Fifteen per cent said they had more than 11 people to shop for this year, 45 per cent had up to five people to buy for and 5 per cent would not be buying gifts at all.
More than a quarter of Kiwis (27 per cent) planned to spend more than $200 per child — of any age — this Christmas and 15 per cent said the same for their partners.
The research found 35 per cent of Kiwis had been saving their money and 32 per cent had been buying presents throughout the year to spread the financial cost.
Men were more likely to spend more on their partners compared with women, with 17 per cent of men saying they will spend more than $200. against 11 per cent of women.
Spending on debit and credit cards shot up last month, beating expectations ahead of the most important season for retailers.
Retail card spending rose by 1.2 per cent last month, beating Westpac’s forecast of 0.8 per cent. The total was boosted by a 5 per cent rise in fuel spending, which was in line with the rise in petrol prices.
Spending in the core retail sectors rose by 0.8 per cent, led by a 1.2 per cent rise in durables and hospitality and a 2.7 per cent rise in clothing.
Spending rises had been consistently low all year and more than 50 per cent of retailers had not been hitting their sales targets, said Greg Harford of Retail NZ.
“All eyes are of course on Christmas because that’s traditionally the peak spending season for New Zealand, and that’s not just on Christmas presents but because it’s summer, we’re out and about doing stuff, buying things, and sorting the garden,” Harford said.
Last month’s 1.2 per cent increase was good news for the sector.
“We’ve been expecting spending to increase slightly,” he said.
“But there’s nothing to suggest to us that the fundamental mood of consumers is likely to change.”

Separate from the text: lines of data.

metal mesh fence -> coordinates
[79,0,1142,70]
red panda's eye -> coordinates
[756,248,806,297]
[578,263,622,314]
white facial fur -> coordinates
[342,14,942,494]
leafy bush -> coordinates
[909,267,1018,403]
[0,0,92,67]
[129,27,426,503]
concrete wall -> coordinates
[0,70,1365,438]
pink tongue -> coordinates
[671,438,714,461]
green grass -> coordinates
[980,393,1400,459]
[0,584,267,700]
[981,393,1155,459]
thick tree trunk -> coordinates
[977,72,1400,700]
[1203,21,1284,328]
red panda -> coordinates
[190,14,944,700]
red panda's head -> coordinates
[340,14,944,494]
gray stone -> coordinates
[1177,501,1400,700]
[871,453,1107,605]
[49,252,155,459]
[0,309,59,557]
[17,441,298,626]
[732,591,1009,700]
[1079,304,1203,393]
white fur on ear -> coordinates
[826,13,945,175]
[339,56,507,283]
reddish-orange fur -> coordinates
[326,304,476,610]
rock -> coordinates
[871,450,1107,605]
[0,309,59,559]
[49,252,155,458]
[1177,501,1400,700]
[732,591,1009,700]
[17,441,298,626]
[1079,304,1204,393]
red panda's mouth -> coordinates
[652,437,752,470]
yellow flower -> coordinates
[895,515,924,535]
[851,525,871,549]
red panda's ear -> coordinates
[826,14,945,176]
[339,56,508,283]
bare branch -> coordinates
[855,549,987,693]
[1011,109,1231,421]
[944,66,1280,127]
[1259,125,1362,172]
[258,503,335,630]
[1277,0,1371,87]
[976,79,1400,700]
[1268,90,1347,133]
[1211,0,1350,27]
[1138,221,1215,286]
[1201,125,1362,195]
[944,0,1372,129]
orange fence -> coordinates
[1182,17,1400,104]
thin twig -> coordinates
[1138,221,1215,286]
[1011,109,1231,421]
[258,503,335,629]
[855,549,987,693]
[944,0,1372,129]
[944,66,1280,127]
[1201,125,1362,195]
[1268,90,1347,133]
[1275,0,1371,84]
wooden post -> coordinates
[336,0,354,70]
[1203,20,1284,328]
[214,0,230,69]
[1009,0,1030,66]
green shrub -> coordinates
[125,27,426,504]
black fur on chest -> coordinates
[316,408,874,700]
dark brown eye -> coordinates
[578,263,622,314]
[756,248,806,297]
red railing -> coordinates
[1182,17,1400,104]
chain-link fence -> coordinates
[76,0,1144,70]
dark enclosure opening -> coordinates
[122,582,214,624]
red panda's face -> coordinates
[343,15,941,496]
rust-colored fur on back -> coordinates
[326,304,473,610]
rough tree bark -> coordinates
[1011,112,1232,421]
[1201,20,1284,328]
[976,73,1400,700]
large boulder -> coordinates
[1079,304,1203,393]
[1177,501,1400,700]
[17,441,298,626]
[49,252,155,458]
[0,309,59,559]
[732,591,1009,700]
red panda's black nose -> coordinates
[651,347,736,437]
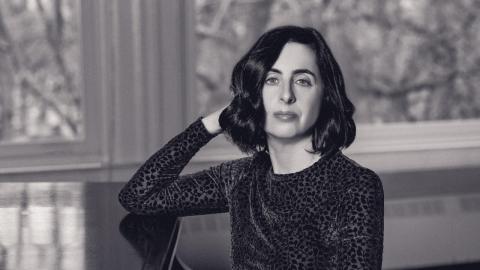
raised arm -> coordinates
[118,106,236,215]
[338,170,384,270]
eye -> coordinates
[296,78,312,86]
[265,77,279,85]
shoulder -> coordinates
[336,153,383,197]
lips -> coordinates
[273,111,298,121]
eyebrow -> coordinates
[270,68,317,80]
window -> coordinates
[0,0,105,173]
[192,0,480,171]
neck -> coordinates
[267,136,321,174]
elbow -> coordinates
[118,189,139,214]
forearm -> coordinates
[119,120,214,212]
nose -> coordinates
[280,83,296,104]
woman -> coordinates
[119,26,383,269]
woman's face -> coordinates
[262,42,323,140]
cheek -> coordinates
[304,95,322,123]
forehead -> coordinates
[272,42,318,73]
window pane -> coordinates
[196,0,480,123]
[0,0,84,143]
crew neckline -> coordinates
[265,151,341,181]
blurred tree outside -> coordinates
[196,0,480,123]
[0,0,84,143]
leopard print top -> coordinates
[119,119,383,269]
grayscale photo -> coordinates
[0,0,480,270]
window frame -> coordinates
[0,0,108,174]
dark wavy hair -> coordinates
[219,26,356,155]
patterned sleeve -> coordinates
[338,170,384,270]
[118,119,246,216]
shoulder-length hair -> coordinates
[219,26,355,155]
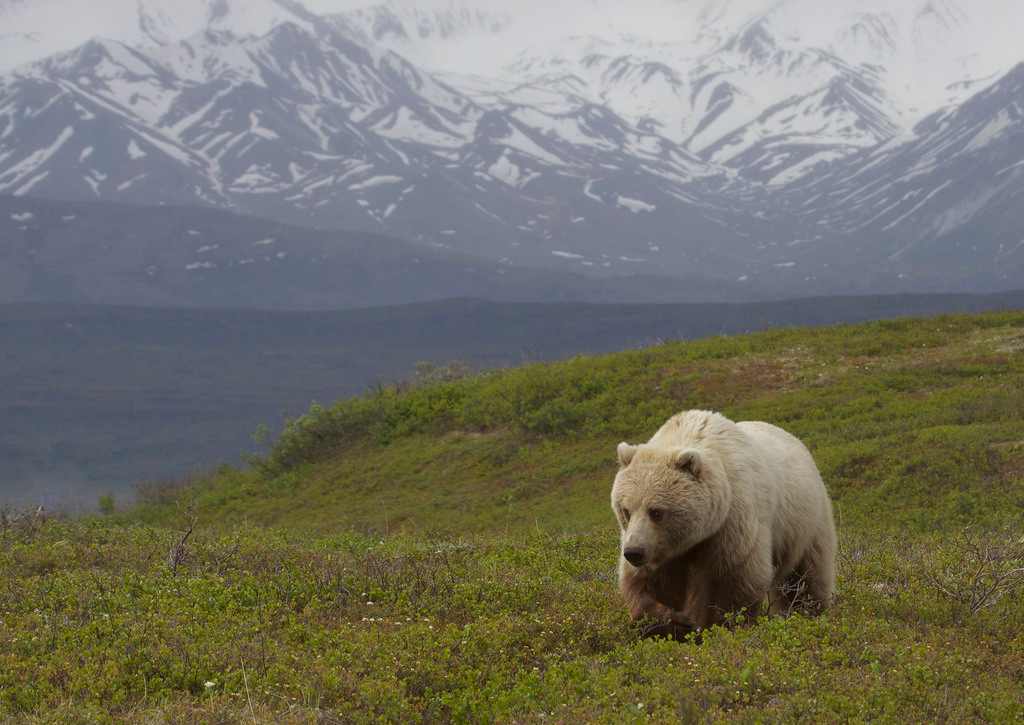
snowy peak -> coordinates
[0,0,319,72]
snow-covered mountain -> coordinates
[0,0,1024,292]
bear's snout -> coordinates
[623,547,647,566]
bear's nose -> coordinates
[623,548,644,566]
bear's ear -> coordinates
[672,449,702,478]
[618,443,637,468]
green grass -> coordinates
[0,312,1024,723]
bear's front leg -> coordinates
[618,562,697,639]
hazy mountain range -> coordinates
[0,0,1024,304]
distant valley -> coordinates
[0,292,1024,507]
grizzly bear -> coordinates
[611,411,836,636]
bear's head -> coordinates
[611,443,732,569]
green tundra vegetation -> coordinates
[0,312,1024,723]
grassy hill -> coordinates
[0,312,1024,723]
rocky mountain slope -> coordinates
[0,0,1024,293]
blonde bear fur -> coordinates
[611,411,836,629]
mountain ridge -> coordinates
[0,0,1024,294]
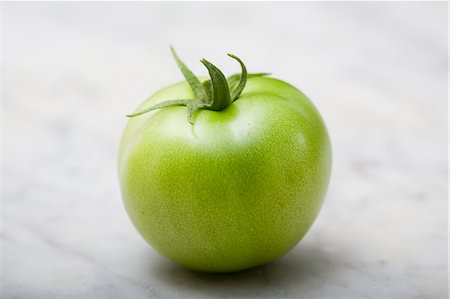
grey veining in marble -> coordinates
[1,2,448,299]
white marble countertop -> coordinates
[1,2,448,299]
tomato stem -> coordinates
[127,47,268,124]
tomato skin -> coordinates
[119,77,331,272]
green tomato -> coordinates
[119,49,331,272]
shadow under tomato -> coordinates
[152,244,340,298]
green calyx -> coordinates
[127,47,268,124]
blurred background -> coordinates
[1,2,448,299]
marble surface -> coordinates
[1,2,448,299]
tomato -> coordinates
[119,48,331,272]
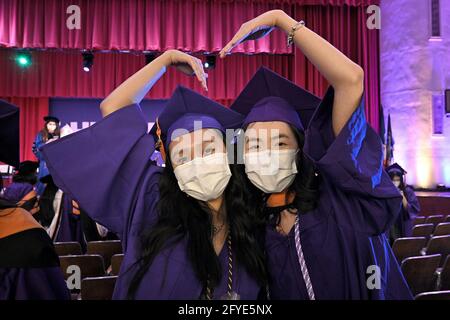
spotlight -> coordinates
[144,52,156,65]
[82,52,94,72]
[203,55,216,69]
[16,51,31,68]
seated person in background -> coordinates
[0,100,70,300]
[2,161,39,215]
[39,175,86,251]
[386,163,420,242]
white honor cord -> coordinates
[295,215,316,300]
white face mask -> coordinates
[244,149,297,193]
[174,153,231,201]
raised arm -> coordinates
[220,10,364,135]
[100,50,208,117]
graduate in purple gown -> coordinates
[220,10,412,300]
[32,116,61,195]
[386,163,420,242]
[41,50,265,299]
[0,100,70,300]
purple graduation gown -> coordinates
[42,105,260,299]
[266,88,412,300]
[53,193,86,251]
[395,186,420,237]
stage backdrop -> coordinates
[49,98,166,131]
[0,0,379,159]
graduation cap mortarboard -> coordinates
[16,160,39,176]
[150,86,244,151]
[0,100,20,166]
[386,163,407,176]
[44,116,60,123]
[231,67,321,131]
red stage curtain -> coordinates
[2,97,49,161]
[0,49,294,99]
[294,5,380,131]
[0,0,379,53]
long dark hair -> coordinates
[388,171,406,191]
[41,121,60,142]
[242,125,321,222]
[127,151,266,299]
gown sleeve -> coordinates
[41,104,154,235]
[304,87,401,234]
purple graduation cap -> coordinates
[0,100,20,167]
[231,67,321,131]
[44,116,60,124]
[150,86,244,148]
[386,163,407,176]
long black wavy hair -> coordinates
[127,146,267,299]
[241,125,321,223]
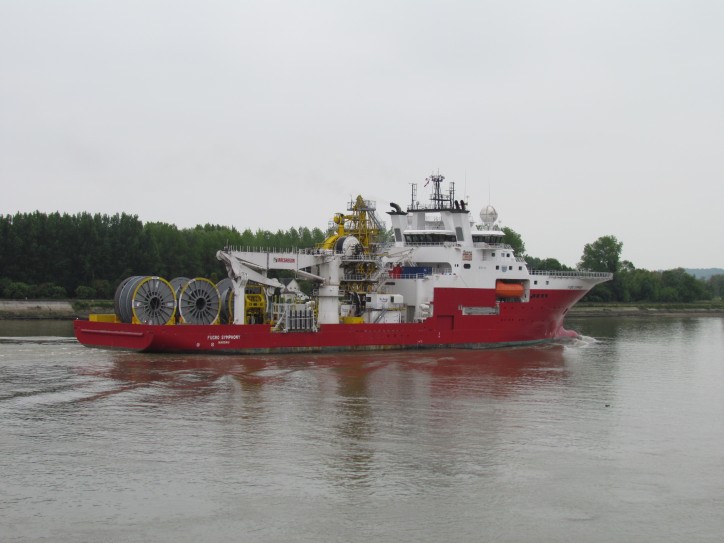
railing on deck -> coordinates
[530,270,613,279]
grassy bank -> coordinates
[568,301,724,317]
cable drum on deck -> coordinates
[114,275,176,324]
[216,277,234,324]
[178,277,220,324]
[113,275,142,322]
[169,277,191,300]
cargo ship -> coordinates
[74,173,612,354]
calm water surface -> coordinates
[0,318,724,543]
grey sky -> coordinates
[0,0,724,269]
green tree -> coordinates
[578,236,623,273]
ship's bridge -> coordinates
[404,230,457,245]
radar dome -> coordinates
[480,205,498,225]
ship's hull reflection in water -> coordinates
[0,319,724,542]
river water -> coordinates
[0,317,724,543]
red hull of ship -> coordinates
[74,288,585,354]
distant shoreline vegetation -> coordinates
[0,211,724,303]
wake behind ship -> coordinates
[74,175,612,354]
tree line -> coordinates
[0,212,325,299]
[503,228,724,303]
[0,212,724,302]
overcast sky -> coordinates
[0,0,724,270]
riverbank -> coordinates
[567,302,724,318]
[0,300,724,320]
[0,300,113,320]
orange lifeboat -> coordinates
[495,281,525,298]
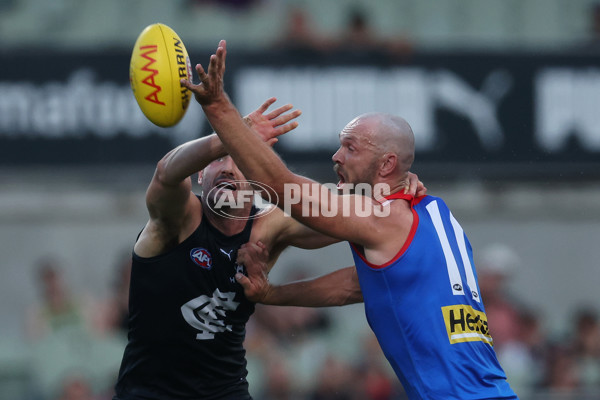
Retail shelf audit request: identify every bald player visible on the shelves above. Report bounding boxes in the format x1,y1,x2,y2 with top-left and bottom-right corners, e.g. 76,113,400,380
182,41,517,400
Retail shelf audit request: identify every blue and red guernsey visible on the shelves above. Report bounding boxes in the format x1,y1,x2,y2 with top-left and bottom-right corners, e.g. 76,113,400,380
351,194,517,400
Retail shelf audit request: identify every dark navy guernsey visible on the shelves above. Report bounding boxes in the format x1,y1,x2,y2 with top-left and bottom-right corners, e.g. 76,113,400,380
351,195,517,400
115,203,256,400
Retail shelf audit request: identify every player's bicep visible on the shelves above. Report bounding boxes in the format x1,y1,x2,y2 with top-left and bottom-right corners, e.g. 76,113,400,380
292,186,389,247
281,217,340,249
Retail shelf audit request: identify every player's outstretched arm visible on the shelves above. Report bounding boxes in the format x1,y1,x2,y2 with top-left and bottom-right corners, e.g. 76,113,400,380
135,98,300,257
236,242,363,307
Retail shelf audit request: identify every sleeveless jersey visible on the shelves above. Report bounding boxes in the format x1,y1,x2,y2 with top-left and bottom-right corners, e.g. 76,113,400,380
351,194,517,400
115,208,256,400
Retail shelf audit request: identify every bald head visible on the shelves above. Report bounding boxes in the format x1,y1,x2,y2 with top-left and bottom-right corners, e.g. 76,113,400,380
344,113,415,173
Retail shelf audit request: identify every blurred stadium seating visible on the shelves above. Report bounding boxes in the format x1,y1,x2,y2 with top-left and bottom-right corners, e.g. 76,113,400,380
0,0,600,400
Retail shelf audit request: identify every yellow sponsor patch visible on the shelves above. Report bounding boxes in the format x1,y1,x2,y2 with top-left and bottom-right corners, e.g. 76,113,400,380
442,304,493,345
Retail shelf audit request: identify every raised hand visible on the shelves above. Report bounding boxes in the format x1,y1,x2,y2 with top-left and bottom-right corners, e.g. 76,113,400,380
180,40,227,106
235,242,271,303
244,97,302,146
404,172,427,197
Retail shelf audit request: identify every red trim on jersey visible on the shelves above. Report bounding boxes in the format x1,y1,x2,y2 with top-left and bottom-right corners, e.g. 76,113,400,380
350,193,425,269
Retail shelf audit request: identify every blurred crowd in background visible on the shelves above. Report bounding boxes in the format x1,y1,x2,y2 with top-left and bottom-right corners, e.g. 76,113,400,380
0,0,600,400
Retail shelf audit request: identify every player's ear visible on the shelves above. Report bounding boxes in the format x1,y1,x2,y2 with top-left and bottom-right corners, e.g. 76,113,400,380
379,153,398,176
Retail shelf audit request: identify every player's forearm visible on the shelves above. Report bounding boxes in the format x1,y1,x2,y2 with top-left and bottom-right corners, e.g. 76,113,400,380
157,134,227,185
202,94,291,192
261,267,363,307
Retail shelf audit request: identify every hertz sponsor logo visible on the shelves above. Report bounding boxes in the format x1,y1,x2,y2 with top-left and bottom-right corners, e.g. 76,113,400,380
442,304,493,345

Summer historically meant an increase in consumer spending, but Harford said he wasn’t holding his breath for a large increase.
“We’re operating in an environment now where 1 per cent increase in spending on an seasonally adjusted basis is typically being seen as a good thing,” he said.
“We’re in a low-spending, lowinflationary environment and consumers are still feeling squeezed.”